À force d’histoires diverses mais toujours similaires, on le sait : main dans la main, médias, syndicats policiers et justice couvrent les sales habitudes de la police. Les rares fois où les médias ou la justice s’y attardent, c’est invariablement pour parler de « bavure », c’est-à-dire d’exception. On pointe du doigt un mauvais élément pour ne surtout pas remettre en cause la violence structurelle de cette institution. De toutes façons, les scandales médiatiques sont vite oubliés et les rares flics inquiétés sont toujours acquittés. Voilà pourquoi les vidéos de violences policières ou les dépôts de plaintes, même accablantes, ne suffisent pas. Mais on gagne toujours à sortir de l’isolement et du silence. Depuis longtemps, des habitants des quartiers les plus frappés par l’arbitraire, le racisme et l’impunité des flics, s’organisent. Des histoires et des pratiques se transmettent, se rencontrent, se renforcent mutuellement. Et même si on est loin d’un mouvement de masse contre les violences policières, ce n’est que de cette auto-organisation des premiers concernés que pourrait naître une opposition réelle à la toute-puissance de la violence d’État.

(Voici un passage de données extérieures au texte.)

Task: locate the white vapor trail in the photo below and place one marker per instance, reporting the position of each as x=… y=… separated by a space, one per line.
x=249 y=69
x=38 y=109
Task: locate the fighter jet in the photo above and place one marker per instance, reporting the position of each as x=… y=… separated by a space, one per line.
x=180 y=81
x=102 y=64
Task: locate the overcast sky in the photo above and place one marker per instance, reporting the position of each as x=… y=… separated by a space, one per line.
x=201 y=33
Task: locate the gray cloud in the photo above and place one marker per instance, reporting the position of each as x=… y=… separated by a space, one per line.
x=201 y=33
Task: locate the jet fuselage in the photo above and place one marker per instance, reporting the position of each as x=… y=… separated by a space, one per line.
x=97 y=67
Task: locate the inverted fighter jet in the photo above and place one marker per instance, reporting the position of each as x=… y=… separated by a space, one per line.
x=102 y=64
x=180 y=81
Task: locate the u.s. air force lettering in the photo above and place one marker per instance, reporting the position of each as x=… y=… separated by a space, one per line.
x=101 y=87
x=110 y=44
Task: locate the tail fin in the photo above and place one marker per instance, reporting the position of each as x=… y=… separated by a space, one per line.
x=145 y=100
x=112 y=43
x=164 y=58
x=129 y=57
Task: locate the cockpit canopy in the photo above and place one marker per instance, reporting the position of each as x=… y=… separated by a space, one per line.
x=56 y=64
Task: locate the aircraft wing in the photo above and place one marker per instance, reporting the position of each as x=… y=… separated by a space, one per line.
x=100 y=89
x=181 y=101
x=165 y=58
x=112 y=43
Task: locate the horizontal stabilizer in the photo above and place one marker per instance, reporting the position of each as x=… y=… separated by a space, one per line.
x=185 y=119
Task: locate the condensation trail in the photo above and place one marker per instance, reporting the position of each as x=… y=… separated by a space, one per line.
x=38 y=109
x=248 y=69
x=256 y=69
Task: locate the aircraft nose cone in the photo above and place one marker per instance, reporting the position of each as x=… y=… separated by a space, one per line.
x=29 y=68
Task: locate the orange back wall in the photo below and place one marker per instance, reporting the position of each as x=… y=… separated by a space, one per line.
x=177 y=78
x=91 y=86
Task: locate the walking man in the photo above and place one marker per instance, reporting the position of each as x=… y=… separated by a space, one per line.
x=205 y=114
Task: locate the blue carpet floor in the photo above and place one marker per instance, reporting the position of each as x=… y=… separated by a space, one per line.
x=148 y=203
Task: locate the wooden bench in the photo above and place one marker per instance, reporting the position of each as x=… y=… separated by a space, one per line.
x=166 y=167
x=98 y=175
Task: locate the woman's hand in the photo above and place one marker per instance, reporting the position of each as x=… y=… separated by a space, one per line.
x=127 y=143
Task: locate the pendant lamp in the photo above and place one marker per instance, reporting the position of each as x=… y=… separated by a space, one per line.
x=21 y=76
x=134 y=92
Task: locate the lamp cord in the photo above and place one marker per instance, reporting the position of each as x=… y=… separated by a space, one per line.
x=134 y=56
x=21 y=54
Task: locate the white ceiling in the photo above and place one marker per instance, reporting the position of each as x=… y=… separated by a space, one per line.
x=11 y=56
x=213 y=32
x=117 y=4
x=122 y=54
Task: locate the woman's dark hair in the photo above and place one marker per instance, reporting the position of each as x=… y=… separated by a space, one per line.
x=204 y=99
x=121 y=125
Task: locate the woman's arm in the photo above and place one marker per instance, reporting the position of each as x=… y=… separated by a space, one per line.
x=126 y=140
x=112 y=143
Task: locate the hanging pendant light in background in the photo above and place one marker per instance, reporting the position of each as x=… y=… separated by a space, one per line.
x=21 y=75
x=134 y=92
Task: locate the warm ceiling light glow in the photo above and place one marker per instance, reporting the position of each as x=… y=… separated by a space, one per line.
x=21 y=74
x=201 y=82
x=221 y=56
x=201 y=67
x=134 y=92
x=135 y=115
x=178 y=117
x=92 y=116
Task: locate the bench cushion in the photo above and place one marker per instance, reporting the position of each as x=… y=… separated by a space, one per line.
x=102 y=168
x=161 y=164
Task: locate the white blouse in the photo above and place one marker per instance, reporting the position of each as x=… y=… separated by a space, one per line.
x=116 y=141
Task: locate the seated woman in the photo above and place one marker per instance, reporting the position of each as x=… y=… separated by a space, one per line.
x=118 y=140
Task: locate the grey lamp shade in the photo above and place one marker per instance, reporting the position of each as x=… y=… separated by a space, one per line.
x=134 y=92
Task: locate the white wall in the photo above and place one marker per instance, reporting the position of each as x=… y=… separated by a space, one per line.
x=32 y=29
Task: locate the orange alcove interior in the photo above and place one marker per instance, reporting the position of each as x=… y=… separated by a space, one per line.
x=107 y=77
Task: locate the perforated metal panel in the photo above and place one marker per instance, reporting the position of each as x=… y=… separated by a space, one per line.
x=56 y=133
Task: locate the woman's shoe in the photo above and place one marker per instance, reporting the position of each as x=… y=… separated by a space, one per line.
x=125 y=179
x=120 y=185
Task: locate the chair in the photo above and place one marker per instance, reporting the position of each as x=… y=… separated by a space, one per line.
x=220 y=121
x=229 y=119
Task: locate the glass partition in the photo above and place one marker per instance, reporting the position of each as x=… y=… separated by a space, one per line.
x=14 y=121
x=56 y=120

En septembre 2015, l’émission radio Papillon a rencontré un « copwatcher » des USA. Inspirée notamment par les Community Alert Patrols créées dans les années 1960 et par les actions du Black Panther Party, la pratique du Copwatching – « surveillance de la police » – se développe à nouveau : des groupes de personnes filment les agissements de la police pour l’empêcher de se livrer à des violences. Le contexte est différent, et l’expérience n’est bien sûr pas transposable telle quelle au contexte français. Mais les questions soulevées, la présence sur le terrain, l’auto-organisation des concernés et la mise en commun d’expériences par la prise de parole publique, appuyée par les images, peuvent nourrir quelques réflexions sur les moyens d’agir.

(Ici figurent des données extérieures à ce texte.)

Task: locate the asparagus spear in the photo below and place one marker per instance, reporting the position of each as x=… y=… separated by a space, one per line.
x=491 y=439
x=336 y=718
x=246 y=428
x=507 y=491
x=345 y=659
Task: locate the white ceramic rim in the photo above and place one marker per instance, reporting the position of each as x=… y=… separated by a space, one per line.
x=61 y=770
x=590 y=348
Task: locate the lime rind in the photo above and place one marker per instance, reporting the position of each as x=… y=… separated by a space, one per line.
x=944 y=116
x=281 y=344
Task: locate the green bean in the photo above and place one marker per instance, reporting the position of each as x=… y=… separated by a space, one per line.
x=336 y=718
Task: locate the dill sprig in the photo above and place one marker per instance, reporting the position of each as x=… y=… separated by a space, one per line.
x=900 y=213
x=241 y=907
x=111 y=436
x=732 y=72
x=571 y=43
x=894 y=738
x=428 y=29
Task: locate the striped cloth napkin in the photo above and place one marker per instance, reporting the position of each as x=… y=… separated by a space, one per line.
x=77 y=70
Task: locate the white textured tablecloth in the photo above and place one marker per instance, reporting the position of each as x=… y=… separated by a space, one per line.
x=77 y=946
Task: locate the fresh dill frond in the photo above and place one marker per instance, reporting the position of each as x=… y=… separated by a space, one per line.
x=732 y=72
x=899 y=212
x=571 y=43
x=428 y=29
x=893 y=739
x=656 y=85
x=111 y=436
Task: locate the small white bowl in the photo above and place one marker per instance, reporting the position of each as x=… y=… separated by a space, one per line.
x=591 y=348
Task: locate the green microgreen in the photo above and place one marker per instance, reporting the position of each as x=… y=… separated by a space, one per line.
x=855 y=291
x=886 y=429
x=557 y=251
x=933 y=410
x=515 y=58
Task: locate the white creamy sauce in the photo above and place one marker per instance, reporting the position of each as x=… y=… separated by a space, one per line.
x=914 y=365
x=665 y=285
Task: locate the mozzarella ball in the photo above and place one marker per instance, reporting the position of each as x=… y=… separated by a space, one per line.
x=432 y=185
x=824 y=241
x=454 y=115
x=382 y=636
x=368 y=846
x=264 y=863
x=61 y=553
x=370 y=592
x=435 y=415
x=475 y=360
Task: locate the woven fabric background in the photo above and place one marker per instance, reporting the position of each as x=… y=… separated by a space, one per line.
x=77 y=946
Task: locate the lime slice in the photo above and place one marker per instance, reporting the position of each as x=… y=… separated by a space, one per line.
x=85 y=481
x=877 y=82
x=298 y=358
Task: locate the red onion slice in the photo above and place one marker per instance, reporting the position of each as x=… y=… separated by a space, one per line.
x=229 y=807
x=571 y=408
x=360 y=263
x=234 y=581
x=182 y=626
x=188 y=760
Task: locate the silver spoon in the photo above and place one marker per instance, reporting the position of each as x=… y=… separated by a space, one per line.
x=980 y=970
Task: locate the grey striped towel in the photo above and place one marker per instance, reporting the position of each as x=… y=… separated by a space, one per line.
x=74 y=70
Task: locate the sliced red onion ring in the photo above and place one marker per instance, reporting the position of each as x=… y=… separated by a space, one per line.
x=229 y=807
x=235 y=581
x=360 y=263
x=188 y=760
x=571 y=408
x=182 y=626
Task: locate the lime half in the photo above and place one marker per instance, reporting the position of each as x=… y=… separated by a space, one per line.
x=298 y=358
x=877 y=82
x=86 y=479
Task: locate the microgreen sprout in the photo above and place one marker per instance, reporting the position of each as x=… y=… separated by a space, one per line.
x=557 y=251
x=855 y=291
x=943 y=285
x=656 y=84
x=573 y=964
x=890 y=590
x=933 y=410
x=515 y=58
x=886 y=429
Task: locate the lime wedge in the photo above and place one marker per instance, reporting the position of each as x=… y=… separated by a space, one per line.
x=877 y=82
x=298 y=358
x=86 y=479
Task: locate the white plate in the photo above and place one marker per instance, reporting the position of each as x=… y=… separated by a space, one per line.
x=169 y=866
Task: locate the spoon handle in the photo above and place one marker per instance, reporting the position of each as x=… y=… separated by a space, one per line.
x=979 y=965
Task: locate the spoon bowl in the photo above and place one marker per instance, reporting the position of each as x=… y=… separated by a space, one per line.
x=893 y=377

Copwatcher : Je suis un activiste d’une chaîne Youtube qui s’appelle « Copwatchando », et on est beaucoup à faire du copwatching, aux Etats-Unis. Ce n’est pas une organisation, c’est plutôt plein de petites cellules. J’ai fait du copwatching dans des villes petites, moyennes, grandes, dans des manifestations ou dans la vie quotidienne. En particulier dans des communautés (note de traduction : « comunidad » en version originale hispanophone, sera ici le plus souvent traduit par « quartiers ») de migrants, des communautés latines, noires, ou indigènes. Nous utilisons le copwatch comme une stratégie d’organisation et d’autodéfense communautaire. Le copwatch, littéralement, c’est : « surveiller la police ». L’origine vient de communautés noires organisées en lien avec les Black Panthers. Pour moi c’est important que ça soit fait par les habitants, et pas par des personnes extérieures. Très souvent, les gens commencent à faire du copwatching dans des manifestations, pour surveiller la police en cas de violences policières. Ils utilisent ça pour documenter des agressions de la police sur des manifestants, puis se servir des images pour des procès contre la police. C’est un outil de contre-propagande, parce qu’on sait que les médias servent toujours ceux qui ont le pouvoir. En utilisant des enregistrements audio, des photos, des vidéos, on peut montrer que c’est la police qui agresse les gens, et pas l’inverse. Ça, ça concerne plutôt les manifestations, mais après le copwatching peut servir pour pas mal d’autres choses, notamment pour quelque chose qui est plus important pour moi : un travail de base dans les quartiers. Pour beaucoup d’entre nous, on a été inspirés par des mouvements d’autodéfense armée, principalement latino-américains. Mais des mouvements armés dans des pays puissants, c’est pas forcément stratégique. Et du coup on utilise les caméras comme armes d’autodéfense contre la police et les violences policières dans nos quartiers. […]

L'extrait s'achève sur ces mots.